ATATÜRK, 23 Nisan’ı yalnızca Türk çocuklarına değil, dünyanın bütün çocuklarına armağan etti.

Ancak bu yıl 23 Ni­san’da gördük ki...

Sadece derilerinin ren­ginden ötürü kendilerini üstün zanneden kimileri Atatürk’ün armağanını sekiz yaşındaki Afro-Türk çocuğumuz Efe Diallo Ercan’ın ellerinden çekip almaya cüret ediyor.

Günlerdir küfrediyor, hakaret ediyor ve aşağılıyorlar.

Küçük Efe’nin ne derisinin rengini bıraktılar...

Ne annesinin Afrikalı oluşunu!

Kimileri, torununu 23 Ni­san’da kutlamaya götüren babaanneyi Alman ajanı diye suçlayacak kadar akıl sağlığını kaybetti.

Irkçılık ve yabancı düşmanlığı sanki suç değil de hakmış gibi bütün insani değerleri çiğnediler.

Linç ateşi 23 Nisan’da Tak­sim’deki kutlamada Efe’nin Ekrem İmamoğlu ile fotoğraf vermesiyle yakıldı.

Bu fotoğraf İmamoğlu’nun geçen hafta dolaşıma sokulan, dört yıl önce bir konferansta sarf ettiği "Yerel halk" ifadesi ile birleştirilerek, hem İBB başkanı hem de Efe linç edildi.

İmamoğlu’na saldırırken...

İnsanlığı ayaklar altına aldılar.

KÜÇÜK İLBER

Dün Efe’nin babası Emre Er­can ile görüştüm. Bana o fotoğ­rafın hikayesini anlattı.

Emre Ercan, 12 yıl önce Gine’de çalışırken, eşi Safiatou Diallo ile tanışıyor. Türkiye’ye yerleşip evleniyorlar.

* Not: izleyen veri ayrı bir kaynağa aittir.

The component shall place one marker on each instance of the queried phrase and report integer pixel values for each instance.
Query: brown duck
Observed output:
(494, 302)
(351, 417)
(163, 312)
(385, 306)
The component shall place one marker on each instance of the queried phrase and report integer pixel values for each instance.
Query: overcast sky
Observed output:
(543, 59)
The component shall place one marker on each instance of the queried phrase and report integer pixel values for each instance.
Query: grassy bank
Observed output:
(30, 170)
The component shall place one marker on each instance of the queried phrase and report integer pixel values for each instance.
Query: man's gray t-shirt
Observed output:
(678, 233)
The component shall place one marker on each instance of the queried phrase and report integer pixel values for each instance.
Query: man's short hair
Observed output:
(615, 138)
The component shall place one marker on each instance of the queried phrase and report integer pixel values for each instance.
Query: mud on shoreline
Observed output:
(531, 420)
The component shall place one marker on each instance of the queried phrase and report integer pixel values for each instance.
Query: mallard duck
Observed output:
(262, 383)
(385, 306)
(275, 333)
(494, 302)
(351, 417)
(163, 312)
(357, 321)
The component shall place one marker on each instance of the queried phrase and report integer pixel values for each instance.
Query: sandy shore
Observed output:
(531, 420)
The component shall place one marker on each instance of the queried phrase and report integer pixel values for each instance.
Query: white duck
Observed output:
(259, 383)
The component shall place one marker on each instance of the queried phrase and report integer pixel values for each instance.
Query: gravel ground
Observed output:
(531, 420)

Eşi Türk vatandaşı oluyor.

Sekiz yıl önce oğulları Efe Diallo doğuyor.

Efe, otizmli.

Devlete ait ilkokulda özel sınıfta okuyor. Ayrıca reha­bilitasyon merkezine gidiyor. Derslerinde başarılı ve tarihe meraklı olduğu için lakabı ‘Kü­çük İlber’miş.

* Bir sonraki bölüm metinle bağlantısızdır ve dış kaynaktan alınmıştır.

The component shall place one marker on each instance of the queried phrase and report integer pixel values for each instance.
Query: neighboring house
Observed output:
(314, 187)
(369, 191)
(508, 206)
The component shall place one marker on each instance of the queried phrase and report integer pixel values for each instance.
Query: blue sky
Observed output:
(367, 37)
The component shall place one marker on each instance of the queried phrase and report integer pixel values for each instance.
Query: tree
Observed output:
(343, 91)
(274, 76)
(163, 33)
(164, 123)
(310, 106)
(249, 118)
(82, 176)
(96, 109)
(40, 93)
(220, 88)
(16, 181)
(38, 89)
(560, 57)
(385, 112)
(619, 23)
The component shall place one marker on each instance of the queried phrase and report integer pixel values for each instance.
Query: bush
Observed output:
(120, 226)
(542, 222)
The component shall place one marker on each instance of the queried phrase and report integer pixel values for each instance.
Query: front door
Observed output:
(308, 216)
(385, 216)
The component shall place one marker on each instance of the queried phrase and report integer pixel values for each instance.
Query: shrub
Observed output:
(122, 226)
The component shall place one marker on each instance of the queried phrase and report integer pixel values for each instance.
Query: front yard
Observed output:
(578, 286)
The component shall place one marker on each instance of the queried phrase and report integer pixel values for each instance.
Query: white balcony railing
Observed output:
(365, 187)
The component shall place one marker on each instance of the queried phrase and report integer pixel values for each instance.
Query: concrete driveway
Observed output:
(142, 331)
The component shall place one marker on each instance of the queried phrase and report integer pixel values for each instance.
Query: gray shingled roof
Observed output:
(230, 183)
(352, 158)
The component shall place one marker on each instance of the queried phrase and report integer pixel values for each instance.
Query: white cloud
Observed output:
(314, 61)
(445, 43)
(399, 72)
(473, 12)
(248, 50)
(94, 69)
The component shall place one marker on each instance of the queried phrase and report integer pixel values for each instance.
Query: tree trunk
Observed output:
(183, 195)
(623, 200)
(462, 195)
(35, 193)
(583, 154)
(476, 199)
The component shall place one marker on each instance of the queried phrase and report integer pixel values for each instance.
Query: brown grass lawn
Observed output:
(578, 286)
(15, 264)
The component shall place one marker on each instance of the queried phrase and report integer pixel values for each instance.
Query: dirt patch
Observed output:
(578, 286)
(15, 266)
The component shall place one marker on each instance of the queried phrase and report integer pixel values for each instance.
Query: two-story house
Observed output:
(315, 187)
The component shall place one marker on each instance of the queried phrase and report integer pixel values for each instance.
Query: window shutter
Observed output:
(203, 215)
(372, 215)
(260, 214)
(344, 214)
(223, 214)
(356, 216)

MİLLİ TÖRENLERİ ÇOK SEVİYOR

Emre Ercan, oğlunun törenleri çok sevdiğini belirterek, şunları söylüyor:

"Esas duruşta durmayı, İstiklal Marşı okumayı, bayramları çok seviyor. Hastalığından ötürü zaptetmek biraz zor. Televiz­yondan gördüğü kişilerin yanına gidip onlarla konuşmak istiyor. ‘Yok’ desen kitleniyor."

O gün babaannesi Handan Ercan, torununu Taksim’deki kutlamaya götürmüş.

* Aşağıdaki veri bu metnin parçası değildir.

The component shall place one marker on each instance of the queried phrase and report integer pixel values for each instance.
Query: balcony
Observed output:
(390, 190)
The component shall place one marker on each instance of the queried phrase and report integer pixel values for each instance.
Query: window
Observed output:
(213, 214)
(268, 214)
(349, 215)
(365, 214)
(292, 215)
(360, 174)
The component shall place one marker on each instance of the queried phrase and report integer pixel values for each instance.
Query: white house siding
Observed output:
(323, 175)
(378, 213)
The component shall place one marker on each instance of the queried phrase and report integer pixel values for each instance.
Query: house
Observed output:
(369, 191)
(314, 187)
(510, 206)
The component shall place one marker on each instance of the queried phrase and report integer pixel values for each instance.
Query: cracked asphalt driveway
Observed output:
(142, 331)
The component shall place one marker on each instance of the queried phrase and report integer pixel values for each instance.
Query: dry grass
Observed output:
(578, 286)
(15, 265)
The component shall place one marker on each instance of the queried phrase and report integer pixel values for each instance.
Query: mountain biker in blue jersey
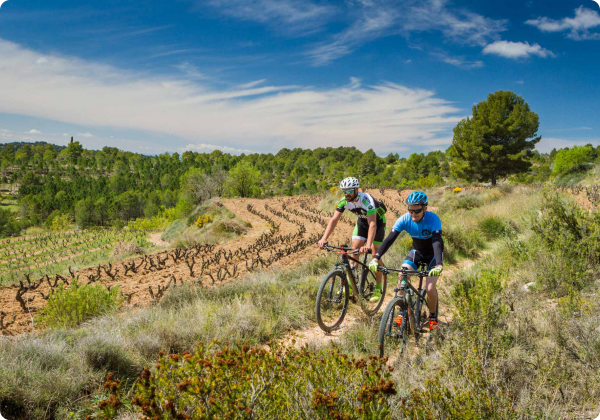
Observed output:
(426, 230)
(369, 230)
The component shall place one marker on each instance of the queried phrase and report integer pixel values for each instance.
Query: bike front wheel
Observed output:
(394, 326)
(332, 301)
(367, 285)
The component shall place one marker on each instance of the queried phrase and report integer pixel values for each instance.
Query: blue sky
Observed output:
(259, 75)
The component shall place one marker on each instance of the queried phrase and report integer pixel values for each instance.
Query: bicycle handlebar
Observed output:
(341, 248)
(402, 270)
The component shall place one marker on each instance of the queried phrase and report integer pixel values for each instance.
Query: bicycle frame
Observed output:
(345, 263)
(408, 286)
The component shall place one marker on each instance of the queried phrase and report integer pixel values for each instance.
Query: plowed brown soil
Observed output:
(139, 283)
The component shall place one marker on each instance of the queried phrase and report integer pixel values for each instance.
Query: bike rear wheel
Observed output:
(394, 326)
(332, 301)
(367, 283)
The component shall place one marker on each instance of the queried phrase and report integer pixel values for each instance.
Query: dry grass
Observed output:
(123, 249)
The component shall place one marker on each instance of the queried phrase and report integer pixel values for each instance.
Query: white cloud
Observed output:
(517, 50)
(379, 18)
(263, 119)
(252, 84)
(294, 16)
(546, 144)
(578, 27)
(205, 148)
(461, 61)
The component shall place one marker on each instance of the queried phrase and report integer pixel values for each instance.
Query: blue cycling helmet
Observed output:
(417, 197)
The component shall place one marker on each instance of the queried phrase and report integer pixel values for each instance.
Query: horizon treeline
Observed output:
(111, 186)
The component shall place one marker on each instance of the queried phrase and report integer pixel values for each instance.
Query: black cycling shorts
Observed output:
(415, 259)
(361, 231)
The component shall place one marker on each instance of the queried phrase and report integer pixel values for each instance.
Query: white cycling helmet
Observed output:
(349, 182)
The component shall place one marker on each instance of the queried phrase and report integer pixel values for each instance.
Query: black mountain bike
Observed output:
(403, 315)
(340, 286)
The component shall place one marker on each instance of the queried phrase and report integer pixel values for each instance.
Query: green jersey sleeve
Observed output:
(341, 205)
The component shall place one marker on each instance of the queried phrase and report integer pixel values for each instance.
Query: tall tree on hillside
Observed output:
(243, 179)
(497, 140)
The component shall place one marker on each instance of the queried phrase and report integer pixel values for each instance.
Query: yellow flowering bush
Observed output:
(203, 220)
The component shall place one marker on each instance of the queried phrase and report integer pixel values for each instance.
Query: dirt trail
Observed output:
(315, 336)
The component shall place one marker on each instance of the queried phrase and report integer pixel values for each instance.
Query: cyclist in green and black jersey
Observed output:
(369, 230)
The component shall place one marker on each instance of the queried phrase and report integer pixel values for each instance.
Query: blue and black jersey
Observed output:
(426, 234)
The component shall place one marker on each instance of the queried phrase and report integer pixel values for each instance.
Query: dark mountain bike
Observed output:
(403, 315)
(340, 286)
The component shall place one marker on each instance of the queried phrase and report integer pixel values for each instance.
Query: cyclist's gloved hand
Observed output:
(436, 271)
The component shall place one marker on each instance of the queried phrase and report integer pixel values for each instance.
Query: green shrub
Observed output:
(573, 160)
(437, 400)
(68, 307)
(464, 242)
(494, 227)
(564, 228)
(467, 202)
(240, 382)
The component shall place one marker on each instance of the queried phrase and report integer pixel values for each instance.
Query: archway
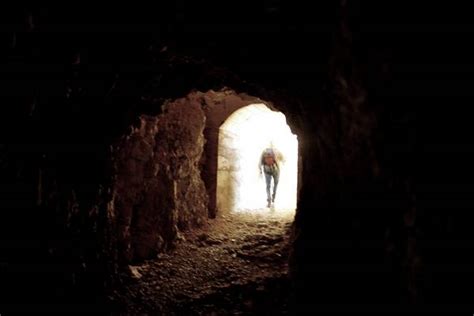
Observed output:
(242, 137)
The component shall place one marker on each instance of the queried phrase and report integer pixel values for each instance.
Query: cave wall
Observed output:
(384, 212)
(158, 186)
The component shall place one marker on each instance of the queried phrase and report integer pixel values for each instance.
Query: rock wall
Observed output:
(158, 187)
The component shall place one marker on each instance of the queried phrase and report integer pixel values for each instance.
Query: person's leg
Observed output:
(276, 178)
(268, 179)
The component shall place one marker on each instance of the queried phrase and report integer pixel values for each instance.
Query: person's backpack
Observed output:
(269, 159)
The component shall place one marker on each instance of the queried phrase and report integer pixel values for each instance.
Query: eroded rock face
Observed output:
(159, 189)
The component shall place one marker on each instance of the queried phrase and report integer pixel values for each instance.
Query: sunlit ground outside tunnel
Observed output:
(243, 136)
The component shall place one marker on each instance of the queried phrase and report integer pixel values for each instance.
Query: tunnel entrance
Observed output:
(242, 138)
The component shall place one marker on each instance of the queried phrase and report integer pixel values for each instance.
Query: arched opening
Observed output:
(241, 187)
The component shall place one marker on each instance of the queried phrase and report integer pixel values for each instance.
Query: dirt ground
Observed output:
(237, 264)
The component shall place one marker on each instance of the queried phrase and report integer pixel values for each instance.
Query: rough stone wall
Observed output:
(158, 188)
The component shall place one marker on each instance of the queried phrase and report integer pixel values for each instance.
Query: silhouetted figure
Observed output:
(269, 165)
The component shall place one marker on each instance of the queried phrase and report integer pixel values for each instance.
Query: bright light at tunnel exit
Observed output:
(242, 138)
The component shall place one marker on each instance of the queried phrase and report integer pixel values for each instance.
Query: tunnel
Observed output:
(130, 142)
(242, 138)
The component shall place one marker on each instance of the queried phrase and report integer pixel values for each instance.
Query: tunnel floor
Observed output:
(237, 264)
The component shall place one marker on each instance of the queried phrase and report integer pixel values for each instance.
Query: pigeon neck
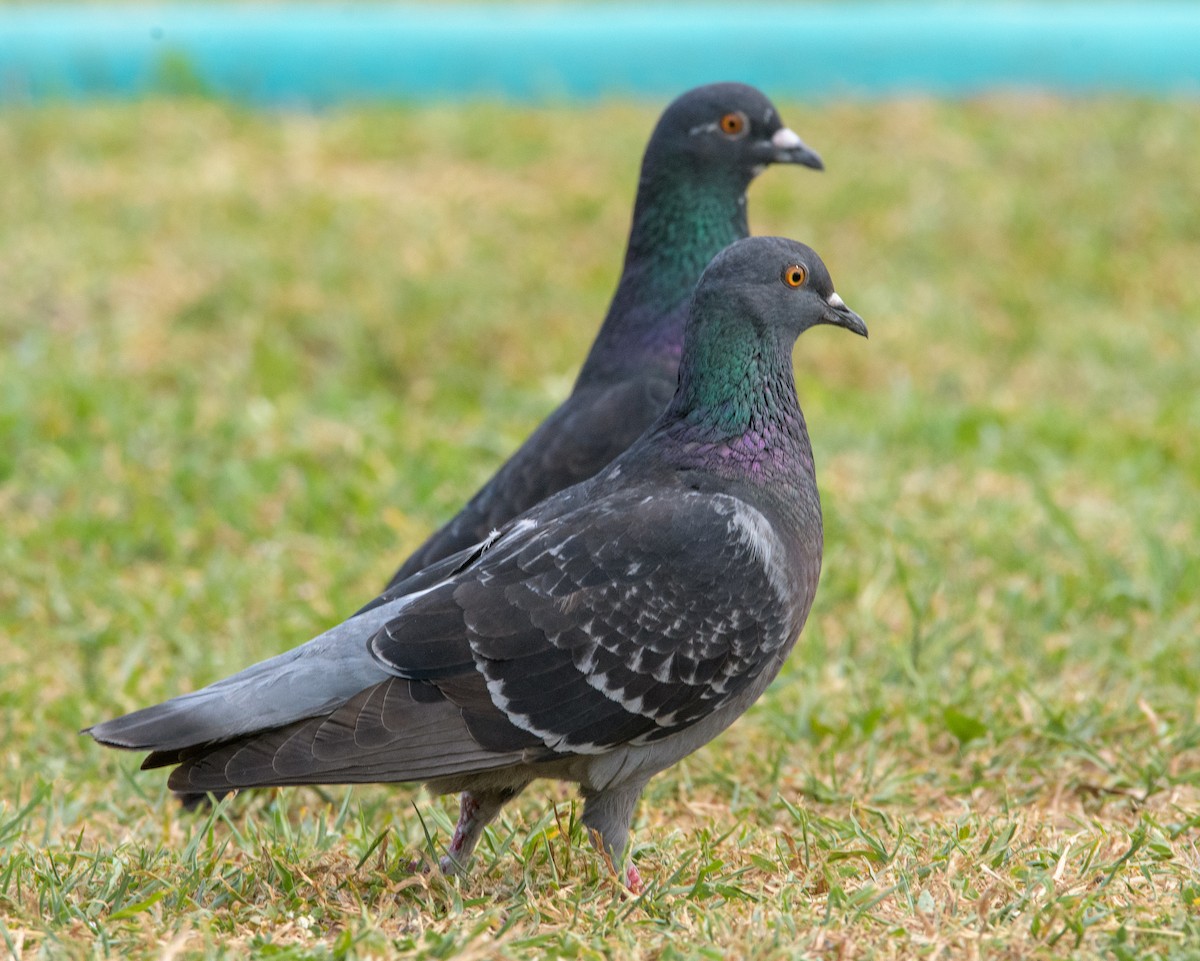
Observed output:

Handan Hanım, şunları anlatıyor:

"Her 23 Nisan’da ve milli bay­ramlarda çıkarız. Efe’nin elinde bayraklar vardı, benim de elime tutturdu. Polisler tanıdı, ‘Efe gelmiş’ dediler. Efe, İmamoğlu’nu gördü. Tutamıyorum, gitmek istiyor. İmamoğlu, ‘Bırakın’ diye işaret etti. Götürdüm. ‘Yanımda durabilir, mah­suru yok’ dedi. Özel bir çocuk olduğunu söyledim. ‘Anladım’ dedi. İmamoğlu, Üsküdar’da akşam konser olduğunu söylemiş. ‘Baba­annen seni oraya götürsün’ demiş. İşte, bu kadar. Vay efendim, İmamoğlu’nun kulağına ne söylemişim... Ben Alman ajanı oldum! Olacak iş değil."

TİKSİNDİRİCİ MESAJLAR

Baba Emre Ercan, sos­yal medyada ırkçı saldırıla­rın ve iğrenç paylaşımların olduğunu ifade ediyor.

"İki gruba ayırıyorum. Biri trol ordusu... İkinci grupta ırkçı ve Nazi kıvamında tiksindirici hakaretler aldık" diyor.

Türkiye’de hiç ırkçı saldırıyla karşılaşmadıklarını kaydediyor. "Başıma gelince siyasi ortamın ne kadar leş bir seviyeye geldi­ğini anladım" diyor.

Eşinin ve oğlunun yazılanlar­dan haberdar olmadığını söylüyor.